Panele konuşmacı olarak katılan NEVÜ İlahiyat Fakültesi Dr. Öğr. Üyesi Emine Demil, ‘Hadisi Şeriflerde Aile’ konusu üzerinden Kur’an-ı Kerim ve Hz. Muhammed (s.a.v)’in ailenin kutsiyetine verdiği öneme değindi. Demil, “Aile, bir zırh gibi insanı maddi ve manevi bakamından dış dünyadan gelebilecek olumsuzlara karşı korumasından dolayı bu ismi almıştır. Ortak bir geçmişi, şimdiki zamanı ve gelecekten beklentileri paylaşan insanların karşılıklı ilişkilerinin var olduğu ve yaşadığı bir sistemdir aile. Aileleri mutlu ve güçlü kılan husus ise, hiç kuskusuz her şeyi bölüşmeleridir. Bir yaşam boyu güç, enerji, iyi olma hali mevcut olan sevgiyi ve paylaşmayı en kalıcı şekilde ailede öğreniriz. Müminler dünya hayatında yolcu misalidir. Müminin bu uzun yolculuğundaki en önemli sığınağıdır aile. Maddi ihtiyaçlarının yanı sıra manevi ihtiyaçlarının da karşılandığı kutlu bir müessesedir. Bu çerçevede Kur’an-ı Kerim’de Müminlere yapılan tavsiyelerden birisi de, evlenip bir yuva kurmalarıdır.
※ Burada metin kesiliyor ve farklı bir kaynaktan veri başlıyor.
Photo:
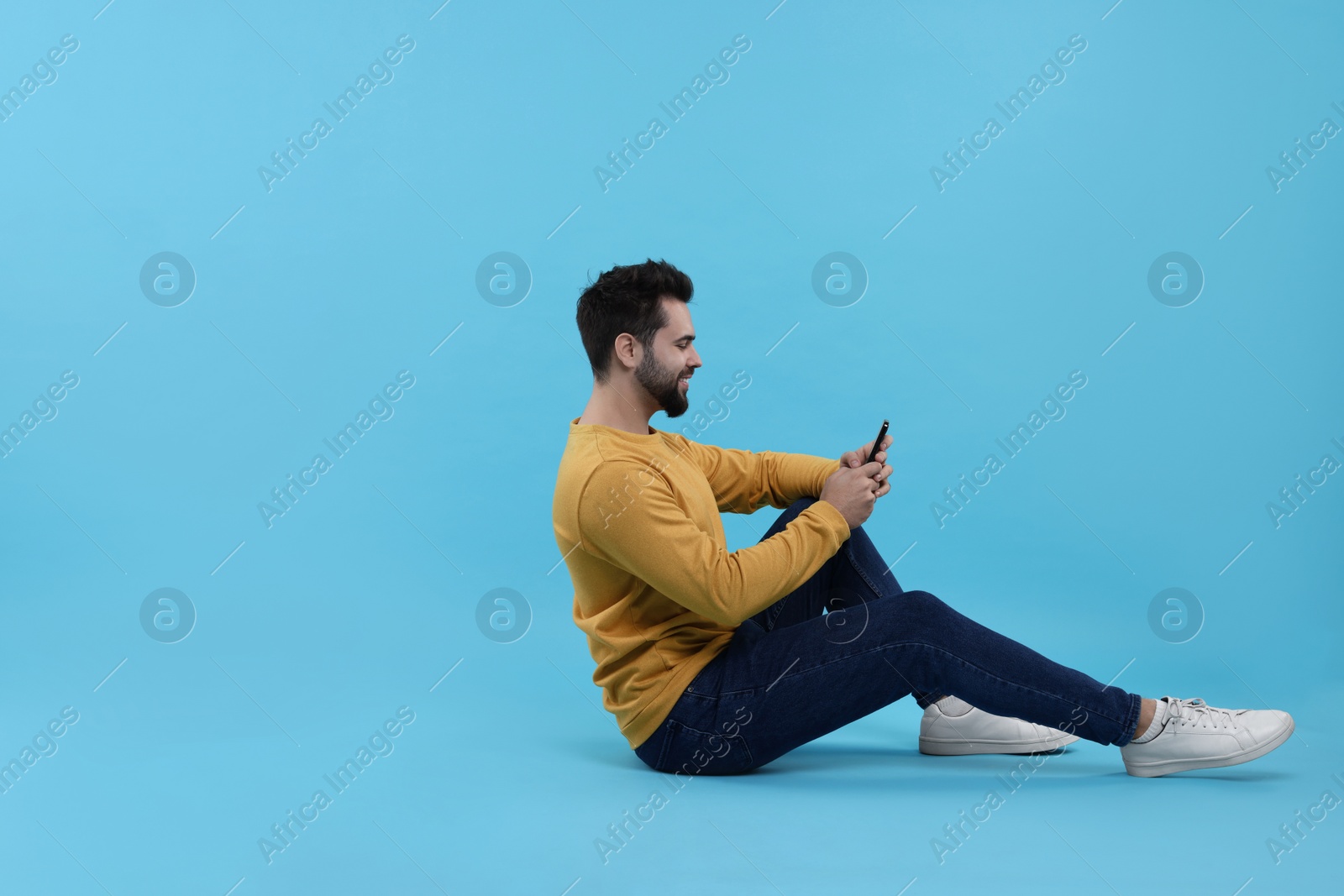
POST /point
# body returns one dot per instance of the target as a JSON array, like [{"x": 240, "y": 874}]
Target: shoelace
[{"x": 1195, "y": 711}]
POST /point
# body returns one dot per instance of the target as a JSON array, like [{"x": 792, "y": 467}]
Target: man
[{"x": 719, "y": 663}]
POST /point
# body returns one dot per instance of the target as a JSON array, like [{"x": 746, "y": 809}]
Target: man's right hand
[{"x": 853, "y": 490}]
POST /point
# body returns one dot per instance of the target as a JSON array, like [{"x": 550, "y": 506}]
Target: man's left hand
[{"x": 860, "y": 457}]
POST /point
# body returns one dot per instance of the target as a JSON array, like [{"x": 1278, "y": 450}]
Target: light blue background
[{"x": 360, "y": 264}]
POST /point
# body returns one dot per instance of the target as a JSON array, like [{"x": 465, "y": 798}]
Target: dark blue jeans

Evlilikler, iki farklı insanın bir ömrü iyi ve kötü anlarda birlikte olmak, birbirine destek olmak amacıyla başladıkları bir hayat yoludur. Mesut bir yuva kurulurken amaç, uzun yıllar boyunca omuz omuza, sırt sırta vererek zorlukları aşmak, sıkıntıların birlikte üstesinden gelmektir. Allah’u Teâlâ aile birliğinin korunması hususunda eşlere öğütler verir. Peygamberimiz (S.A.V.) Efendimizin de aile ve ailenin önemine dair hadisleri vardır. Peygamber Efendimiz “Bir kişi, sevabını Allah’tan umarak ailesine harcama yaptığında bu harcama onun için sadaka olur” demiştir. Peygamberimiz ailede eşler arasında ilişkileri düzenlerken “Sizin kadınlar üzerinde hakkınız olduğu gibi, kadınların da sizin üzerinizde hakkı vardır" diye buyurmuştur” diye konuştu.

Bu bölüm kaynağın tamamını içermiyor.